PNAS:天津医科大学张锴团队发现ENO1入核耦合HDAC1通过局部PEP抑制驱动组蛋白乳酰化
组蛋白去乙酰化酶(HDACs)在转录调控中发挥重要作用,并主要在经典转录复合体内催化去乙酰化反应。然而,其他HDAC相关蛋白在调控这一过程中的机制作用仍未完全阐明。
2026年6月17日,天津医科大学张锴独立通讯在PNAS在线发表题为
“ENO1 couples HDAC1 to regulate histone lactylation and gene transcription”
的研究论文。该研究为系统解析活细胞中内源性HDAC互作网络,作者开发了BimPL,这是一种由双功能分子介导的邻近标记策略。

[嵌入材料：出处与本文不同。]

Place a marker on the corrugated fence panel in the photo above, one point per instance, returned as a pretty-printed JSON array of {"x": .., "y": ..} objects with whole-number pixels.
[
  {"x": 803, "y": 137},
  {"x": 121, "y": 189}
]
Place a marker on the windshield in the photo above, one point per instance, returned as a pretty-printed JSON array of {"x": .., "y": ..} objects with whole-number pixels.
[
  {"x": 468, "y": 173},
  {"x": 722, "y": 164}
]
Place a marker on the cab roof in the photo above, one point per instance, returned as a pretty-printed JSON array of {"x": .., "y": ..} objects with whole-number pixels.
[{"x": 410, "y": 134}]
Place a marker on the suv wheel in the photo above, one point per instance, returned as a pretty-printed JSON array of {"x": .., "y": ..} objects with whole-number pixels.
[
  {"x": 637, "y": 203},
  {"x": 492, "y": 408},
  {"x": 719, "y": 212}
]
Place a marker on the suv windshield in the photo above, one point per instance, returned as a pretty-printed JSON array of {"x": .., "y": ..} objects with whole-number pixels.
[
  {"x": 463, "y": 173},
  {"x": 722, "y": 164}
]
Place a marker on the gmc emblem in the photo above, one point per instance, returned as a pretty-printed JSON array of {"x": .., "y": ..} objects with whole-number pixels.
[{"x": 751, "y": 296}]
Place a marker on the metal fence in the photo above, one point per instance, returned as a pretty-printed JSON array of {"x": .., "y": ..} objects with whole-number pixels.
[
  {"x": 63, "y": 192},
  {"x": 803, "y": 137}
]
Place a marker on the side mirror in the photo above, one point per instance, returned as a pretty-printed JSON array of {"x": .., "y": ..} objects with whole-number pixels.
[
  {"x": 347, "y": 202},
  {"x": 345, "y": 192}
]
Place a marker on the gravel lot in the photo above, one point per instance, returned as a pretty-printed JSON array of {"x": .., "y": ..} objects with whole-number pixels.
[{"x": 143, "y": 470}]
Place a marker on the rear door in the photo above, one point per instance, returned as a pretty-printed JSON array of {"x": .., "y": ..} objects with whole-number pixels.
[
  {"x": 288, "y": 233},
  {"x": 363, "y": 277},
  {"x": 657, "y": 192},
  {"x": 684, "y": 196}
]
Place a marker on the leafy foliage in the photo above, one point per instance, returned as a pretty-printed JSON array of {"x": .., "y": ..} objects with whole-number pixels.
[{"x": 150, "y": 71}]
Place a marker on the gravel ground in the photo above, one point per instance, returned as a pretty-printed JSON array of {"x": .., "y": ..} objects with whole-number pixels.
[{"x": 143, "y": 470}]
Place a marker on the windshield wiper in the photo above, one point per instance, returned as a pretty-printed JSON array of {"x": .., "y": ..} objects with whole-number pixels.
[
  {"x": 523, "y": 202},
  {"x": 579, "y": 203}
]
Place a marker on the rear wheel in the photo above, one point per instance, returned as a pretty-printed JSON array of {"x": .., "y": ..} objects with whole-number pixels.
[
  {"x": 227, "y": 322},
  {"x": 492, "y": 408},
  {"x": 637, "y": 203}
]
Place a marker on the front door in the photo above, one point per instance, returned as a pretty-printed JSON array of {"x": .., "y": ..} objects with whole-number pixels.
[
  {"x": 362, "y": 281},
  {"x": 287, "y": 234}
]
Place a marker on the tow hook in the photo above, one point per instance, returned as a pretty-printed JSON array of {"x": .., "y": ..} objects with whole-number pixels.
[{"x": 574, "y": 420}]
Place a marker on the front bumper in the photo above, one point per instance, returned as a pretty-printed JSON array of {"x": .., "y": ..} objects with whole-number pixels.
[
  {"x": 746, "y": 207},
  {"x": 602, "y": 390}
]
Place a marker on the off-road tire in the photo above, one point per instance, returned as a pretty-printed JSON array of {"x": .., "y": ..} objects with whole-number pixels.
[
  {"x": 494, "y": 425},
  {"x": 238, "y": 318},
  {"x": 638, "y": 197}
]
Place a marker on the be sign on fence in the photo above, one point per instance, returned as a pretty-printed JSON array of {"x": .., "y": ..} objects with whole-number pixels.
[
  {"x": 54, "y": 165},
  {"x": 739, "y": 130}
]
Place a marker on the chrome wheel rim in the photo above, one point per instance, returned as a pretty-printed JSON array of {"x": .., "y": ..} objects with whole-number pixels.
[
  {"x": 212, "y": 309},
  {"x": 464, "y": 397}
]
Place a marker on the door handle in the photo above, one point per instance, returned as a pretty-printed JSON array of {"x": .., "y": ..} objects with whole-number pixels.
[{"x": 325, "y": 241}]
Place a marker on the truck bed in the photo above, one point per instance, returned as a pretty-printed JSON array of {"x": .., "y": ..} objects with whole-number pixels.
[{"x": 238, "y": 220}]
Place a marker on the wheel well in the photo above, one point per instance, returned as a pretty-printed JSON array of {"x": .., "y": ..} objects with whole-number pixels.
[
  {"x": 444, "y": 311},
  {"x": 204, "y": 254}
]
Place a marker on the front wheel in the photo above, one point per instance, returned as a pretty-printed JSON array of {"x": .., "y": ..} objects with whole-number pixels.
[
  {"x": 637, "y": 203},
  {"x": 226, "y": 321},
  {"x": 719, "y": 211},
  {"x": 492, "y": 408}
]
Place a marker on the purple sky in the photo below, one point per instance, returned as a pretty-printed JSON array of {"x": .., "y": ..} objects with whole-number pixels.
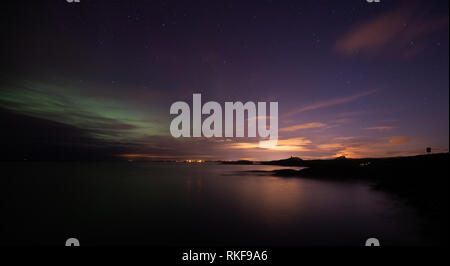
[{"x": 351, "y": 78}]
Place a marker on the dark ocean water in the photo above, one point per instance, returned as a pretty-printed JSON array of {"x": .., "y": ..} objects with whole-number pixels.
[{"x": 193, "y": 204}]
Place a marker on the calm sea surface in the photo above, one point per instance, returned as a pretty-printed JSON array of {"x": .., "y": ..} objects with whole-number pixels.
[{"x": 193, "y": 204}]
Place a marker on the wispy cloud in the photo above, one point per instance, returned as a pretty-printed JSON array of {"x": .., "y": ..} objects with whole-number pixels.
[
  {"x": 402, "y": 31},
  {"x": 292, "y": 144},
  {"x": 379, "y": 128},
  {"x": 303, "y": 126},
  {"x": 399, "y": 140},
  {"x": 331, "y": 102}
]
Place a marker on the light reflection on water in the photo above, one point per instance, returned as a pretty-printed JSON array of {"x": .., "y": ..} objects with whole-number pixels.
[{"x": 204, "y": 204}]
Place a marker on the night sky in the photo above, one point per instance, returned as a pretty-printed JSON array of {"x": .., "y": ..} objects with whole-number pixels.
[{"x": 96, "y": 79}]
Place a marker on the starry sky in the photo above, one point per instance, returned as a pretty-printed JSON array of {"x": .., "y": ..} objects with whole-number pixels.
[{"x": 96, "y": 79}]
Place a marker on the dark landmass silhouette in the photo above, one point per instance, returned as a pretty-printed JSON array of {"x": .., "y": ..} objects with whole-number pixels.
[{"x": 421, "y": 181}]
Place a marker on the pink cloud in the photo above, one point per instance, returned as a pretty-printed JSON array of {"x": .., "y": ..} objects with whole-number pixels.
[{"x": 403, "y": 31}]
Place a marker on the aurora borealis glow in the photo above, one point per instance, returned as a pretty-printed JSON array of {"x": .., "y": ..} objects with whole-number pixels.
[{"x": 350, "y": 79}]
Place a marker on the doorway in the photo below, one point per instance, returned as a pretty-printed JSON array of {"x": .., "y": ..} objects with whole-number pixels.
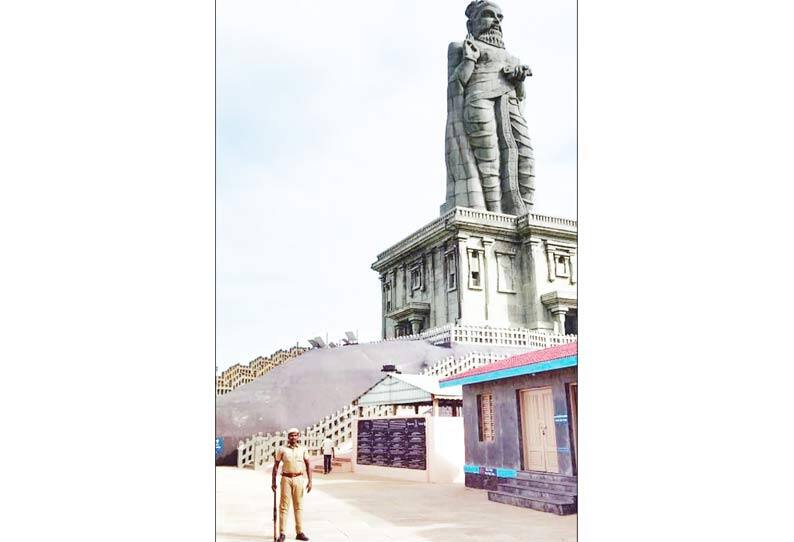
[
  {"x": 539, "y": 434},
  {"x": 573, "y": 395}
]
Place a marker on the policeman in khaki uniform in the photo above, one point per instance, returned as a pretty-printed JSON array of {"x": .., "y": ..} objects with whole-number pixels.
[{"x": 296, "y": 463}]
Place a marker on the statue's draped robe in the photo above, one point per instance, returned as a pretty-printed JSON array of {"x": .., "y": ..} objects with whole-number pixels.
[{"x": 488, "y": 151}]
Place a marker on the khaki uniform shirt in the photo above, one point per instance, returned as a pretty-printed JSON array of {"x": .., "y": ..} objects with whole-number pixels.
[{"x": 292, "y": 458}]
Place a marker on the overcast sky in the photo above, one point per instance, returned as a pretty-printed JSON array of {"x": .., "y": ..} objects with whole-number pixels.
[{"x": 330, "y": 149}]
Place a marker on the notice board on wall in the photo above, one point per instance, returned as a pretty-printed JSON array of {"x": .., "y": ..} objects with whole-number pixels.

利用BimPL结合定量蛋白质组学,作者不仅稳定捕获了已知的HDAC复合体,还鉴定出潜在的新互作蛋白,其中包括糖酵解酶烯醇化酶1(ENO1)。重要的是,作者发现ENO1能够转位进入细胞核,并在染色质水平与HDAC1发生相互作用;而这一过程通过局部生成的磷酸烯醇式丙酮酸(PEP)抑制HDAC1活性。由此,ENO1–HDAC1的耦合促进组蛋白赖氨酸乳酰化(Kla)的增加,从而驱动肝脏
恶性肿瘤
中致癌基因的转录重编程。本研究建立了BimPL作为解析内源性蛋白互作组的有效工具,并揭示了一种由代谢酶调控HDAC活性的机制,从而调控组蛋白乳酰化修饰,强调了ENO1作为“多功能(月光型)蛋白”在表观遗传重编程中的关键作用。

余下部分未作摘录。